Though the case against the tennis official accused of murdering her husband with a coffee mug has been dismissed, Lois Goodman said she's still in shock.
Goodman, 70, was arrested in August on the eve of the U.S. Open in New York and charged with murdering her 80-year-old husband, Alan Goodman, who died in April.
“It’s been unbelievable,’’ Goodman told Matt Lauer on TODAY Monday. “I walk around shaking my head. I can’t understand how it even got that far, but we had to see this thing through, and thank God it’s over. They didn’t even give me time to grieve. I just don’t understand the whole thing, (and) why it happened.’’
Goodman had claimed that her husband fell down the stairs and was dead in bed when she got home. The Los Angeles County Department of Coroner declared his death a result of “blunt, sharp objects,’’ specifying that a coffee mug was involved. Goodman maintained her innocence, took a lie-detector test, and insisted the couple had a good relationship.
“I loved him very much, and I was devoted to him,’’ she told Lauer alongside her lawyers. “I took care of him, and he depended on me and I was always there, and worked full time at the same time, so I was always running and doing (things) for him.”
“All I can tell you is my mother did not do this,’’ her daughter, Allison Goodman, told NBC News. “She is not capable, physically or emotionally, to do something like this.”
Goodman's electronic ankle monitor, worn for three months as part of the conditions of her bail, was removed to cheers from friends and family after the California judge’s ruling. Prosecutors said that they could not make a murder case against her.
“I’m the spouse, and I don’t think they had anyone else to try to blame, so they came after me,’’ she said.
The case was dismissed without prejudice, which means it could be re-filed, and the Los Angeles Police Department said in a statement that the case remains open and detectives are continuing the investigation.
“Ms. Goodman didn’t do this, and we knew it from the minute we met her,’’ attorney Alison Triessl told Lauer. “We don’t think it should’ve been filed the first time, much less again. This is an innocent woman.”
“In our mind, there’s factual innocence, end of story,’’ said attorney Robert Sheahen. “Anybody who thinks that this case is going to be re-opened can go count votes with Karl Rove in Ohio.’’
Goodman is looking forward to serving as a tennis official again, and does not feel that the case damaged her reputation.
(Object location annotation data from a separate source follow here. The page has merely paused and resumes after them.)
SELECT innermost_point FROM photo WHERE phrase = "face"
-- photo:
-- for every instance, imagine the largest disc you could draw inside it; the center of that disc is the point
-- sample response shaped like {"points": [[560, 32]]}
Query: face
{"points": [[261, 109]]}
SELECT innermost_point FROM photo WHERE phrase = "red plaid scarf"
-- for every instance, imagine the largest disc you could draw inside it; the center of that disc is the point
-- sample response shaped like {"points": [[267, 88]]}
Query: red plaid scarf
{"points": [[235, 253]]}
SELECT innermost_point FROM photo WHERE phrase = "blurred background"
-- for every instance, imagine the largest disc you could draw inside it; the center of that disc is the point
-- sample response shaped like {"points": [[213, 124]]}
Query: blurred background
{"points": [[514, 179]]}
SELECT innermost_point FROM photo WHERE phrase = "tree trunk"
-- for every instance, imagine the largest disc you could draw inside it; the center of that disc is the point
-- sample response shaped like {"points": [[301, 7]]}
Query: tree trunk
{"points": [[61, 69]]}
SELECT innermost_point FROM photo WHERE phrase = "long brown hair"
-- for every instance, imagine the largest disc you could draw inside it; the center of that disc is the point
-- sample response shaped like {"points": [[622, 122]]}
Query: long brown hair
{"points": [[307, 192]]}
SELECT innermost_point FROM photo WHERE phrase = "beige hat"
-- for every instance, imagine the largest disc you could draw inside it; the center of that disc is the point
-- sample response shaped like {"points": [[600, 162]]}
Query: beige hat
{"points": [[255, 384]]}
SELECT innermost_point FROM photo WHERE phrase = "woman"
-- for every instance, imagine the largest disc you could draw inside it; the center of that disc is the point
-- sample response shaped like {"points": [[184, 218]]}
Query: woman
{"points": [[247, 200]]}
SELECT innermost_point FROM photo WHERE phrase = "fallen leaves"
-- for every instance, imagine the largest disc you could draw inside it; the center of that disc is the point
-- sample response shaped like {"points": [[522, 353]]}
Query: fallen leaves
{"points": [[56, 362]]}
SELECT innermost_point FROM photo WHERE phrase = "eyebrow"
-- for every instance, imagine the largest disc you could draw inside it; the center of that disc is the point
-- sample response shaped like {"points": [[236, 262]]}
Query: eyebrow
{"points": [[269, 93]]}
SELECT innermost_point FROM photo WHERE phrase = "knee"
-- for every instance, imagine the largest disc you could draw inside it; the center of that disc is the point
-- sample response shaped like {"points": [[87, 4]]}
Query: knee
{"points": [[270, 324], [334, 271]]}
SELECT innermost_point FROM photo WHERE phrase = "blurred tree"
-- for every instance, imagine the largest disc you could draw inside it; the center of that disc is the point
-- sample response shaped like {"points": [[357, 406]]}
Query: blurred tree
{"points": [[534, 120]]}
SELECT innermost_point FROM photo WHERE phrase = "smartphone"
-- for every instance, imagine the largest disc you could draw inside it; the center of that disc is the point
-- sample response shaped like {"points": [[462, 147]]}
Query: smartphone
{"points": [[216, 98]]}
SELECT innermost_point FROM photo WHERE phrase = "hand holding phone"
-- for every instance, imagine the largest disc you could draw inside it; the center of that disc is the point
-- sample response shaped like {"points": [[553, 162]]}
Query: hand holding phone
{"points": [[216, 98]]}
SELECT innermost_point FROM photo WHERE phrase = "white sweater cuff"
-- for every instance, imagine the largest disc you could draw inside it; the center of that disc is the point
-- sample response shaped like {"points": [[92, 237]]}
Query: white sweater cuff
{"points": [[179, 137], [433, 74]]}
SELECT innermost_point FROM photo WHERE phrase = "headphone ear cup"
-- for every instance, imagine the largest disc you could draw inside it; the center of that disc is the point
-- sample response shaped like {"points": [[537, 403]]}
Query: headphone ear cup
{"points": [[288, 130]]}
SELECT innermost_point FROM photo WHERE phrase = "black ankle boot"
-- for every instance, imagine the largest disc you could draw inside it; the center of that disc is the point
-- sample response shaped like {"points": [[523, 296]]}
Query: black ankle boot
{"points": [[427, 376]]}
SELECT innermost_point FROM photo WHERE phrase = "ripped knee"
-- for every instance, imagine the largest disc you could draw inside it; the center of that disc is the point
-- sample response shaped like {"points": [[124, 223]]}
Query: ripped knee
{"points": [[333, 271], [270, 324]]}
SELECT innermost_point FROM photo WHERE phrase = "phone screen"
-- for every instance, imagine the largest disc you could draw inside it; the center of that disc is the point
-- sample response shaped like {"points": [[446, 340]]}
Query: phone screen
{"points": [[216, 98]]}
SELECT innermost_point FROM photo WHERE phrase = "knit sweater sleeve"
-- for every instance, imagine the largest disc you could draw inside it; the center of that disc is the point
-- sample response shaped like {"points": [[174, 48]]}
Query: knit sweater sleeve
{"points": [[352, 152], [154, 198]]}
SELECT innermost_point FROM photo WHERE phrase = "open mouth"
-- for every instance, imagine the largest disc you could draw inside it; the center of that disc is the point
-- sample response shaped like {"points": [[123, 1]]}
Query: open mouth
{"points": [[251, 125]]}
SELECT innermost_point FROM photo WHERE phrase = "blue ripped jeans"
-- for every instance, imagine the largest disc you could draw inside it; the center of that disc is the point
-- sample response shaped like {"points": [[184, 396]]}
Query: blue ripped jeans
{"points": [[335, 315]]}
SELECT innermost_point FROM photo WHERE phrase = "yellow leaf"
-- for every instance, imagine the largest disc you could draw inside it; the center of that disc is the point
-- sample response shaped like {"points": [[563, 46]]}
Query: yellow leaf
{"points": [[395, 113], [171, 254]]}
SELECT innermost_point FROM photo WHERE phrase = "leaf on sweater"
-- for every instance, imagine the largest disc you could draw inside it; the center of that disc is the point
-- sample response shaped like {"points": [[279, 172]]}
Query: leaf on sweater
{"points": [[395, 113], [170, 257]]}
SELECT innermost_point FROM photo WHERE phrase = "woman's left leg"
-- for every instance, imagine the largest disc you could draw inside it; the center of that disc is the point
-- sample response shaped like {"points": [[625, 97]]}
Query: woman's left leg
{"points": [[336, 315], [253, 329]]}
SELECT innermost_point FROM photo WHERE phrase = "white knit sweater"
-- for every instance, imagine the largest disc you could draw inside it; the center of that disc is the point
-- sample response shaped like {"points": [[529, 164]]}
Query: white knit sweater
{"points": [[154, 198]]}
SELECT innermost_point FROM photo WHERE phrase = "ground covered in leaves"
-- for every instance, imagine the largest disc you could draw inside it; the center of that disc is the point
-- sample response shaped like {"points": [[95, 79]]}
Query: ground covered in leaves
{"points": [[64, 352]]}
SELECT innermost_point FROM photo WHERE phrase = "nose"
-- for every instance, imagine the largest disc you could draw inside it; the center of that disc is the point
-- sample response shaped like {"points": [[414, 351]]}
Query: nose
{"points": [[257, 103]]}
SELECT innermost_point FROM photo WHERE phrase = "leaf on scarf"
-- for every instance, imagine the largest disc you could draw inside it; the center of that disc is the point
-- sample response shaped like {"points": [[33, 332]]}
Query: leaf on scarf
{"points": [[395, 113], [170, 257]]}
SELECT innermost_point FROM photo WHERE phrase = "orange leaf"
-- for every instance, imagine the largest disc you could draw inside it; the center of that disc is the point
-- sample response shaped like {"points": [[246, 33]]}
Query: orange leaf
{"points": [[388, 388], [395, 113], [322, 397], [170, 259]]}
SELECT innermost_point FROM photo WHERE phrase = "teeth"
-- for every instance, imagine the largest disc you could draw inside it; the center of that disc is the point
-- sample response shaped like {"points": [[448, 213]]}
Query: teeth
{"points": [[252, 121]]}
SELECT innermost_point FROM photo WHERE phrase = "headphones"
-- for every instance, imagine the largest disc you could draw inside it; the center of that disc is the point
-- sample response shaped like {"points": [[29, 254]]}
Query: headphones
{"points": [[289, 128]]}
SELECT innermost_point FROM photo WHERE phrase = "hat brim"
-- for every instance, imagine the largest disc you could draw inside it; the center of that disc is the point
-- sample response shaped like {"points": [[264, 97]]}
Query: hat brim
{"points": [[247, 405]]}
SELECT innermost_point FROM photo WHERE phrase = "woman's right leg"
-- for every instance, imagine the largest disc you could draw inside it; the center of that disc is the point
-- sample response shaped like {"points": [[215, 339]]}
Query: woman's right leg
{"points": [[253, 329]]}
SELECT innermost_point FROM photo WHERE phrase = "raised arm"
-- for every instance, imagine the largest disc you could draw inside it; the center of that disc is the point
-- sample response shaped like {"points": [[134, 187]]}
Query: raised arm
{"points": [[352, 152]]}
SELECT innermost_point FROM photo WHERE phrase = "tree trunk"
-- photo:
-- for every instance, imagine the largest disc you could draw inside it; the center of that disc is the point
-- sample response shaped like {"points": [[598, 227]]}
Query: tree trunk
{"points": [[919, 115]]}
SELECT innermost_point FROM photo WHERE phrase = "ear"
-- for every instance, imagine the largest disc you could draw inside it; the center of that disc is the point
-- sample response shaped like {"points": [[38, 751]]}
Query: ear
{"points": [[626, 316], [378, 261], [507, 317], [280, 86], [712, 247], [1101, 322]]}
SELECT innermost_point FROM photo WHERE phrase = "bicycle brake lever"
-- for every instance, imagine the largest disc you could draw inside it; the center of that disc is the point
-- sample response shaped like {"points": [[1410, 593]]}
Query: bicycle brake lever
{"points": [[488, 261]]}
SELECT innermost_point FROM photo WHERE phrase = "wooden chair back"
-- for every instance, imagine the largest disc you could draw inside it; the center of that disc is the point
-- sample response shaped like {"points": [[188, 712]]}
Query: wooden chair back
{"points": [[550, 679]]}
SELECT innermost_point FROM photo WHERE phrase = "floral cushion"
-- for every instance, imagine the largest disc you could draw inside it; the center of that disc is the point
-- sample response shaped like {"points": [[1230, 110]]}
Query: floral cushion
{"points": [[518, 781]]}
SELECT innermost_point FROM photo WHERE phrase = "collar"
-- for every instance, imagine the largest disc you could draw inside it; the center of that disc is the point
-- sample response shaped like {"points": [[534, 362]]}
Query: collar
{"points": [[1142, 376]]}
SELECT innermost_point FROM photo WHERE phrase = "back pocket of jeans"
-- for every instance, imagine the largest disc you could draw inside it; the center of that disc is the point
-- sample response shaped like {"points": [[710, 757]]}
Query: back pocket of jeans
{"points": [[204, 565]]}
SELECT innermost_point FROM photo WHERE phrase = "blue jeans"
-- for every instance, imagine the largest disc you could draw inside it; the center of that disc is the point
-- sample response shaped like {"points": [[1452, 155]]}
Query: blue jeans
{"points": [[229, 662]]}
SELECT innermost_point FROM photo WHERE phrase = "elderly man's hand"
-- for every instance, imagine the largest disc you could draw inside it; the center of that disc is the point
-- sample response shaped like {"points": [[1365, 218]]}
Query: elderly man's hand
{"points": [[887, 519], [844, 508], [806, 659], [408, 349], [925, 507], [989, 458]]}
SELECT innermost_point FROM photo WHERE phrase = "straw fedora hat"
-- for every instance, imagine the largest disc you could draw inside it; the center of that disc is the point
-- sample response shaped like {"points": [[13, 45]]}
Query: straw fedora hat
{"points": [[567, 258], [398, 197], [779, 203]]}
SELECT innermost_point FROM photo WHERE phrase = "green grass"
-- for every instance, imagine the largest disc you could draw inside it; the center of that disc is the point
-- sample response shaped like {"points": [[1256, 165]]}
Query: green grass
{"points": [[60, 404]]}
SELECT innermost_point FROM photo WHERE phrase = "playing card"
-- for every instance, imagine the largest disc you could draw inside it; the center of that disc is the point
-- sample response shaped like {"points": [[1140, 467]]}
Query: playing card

“I don’t think I ever lost it,’’ she said. “I’m looking forward to going back and seeing my friends. I can’t tell you how many emails and voicemails that they sent. It’s gratifying. My kids didn’t realize how many friends I had. I’ve been so fortunate in the last 35 years to work with so many wonderful people from all over the world, and they’ve all been so supportive through this whole thing.”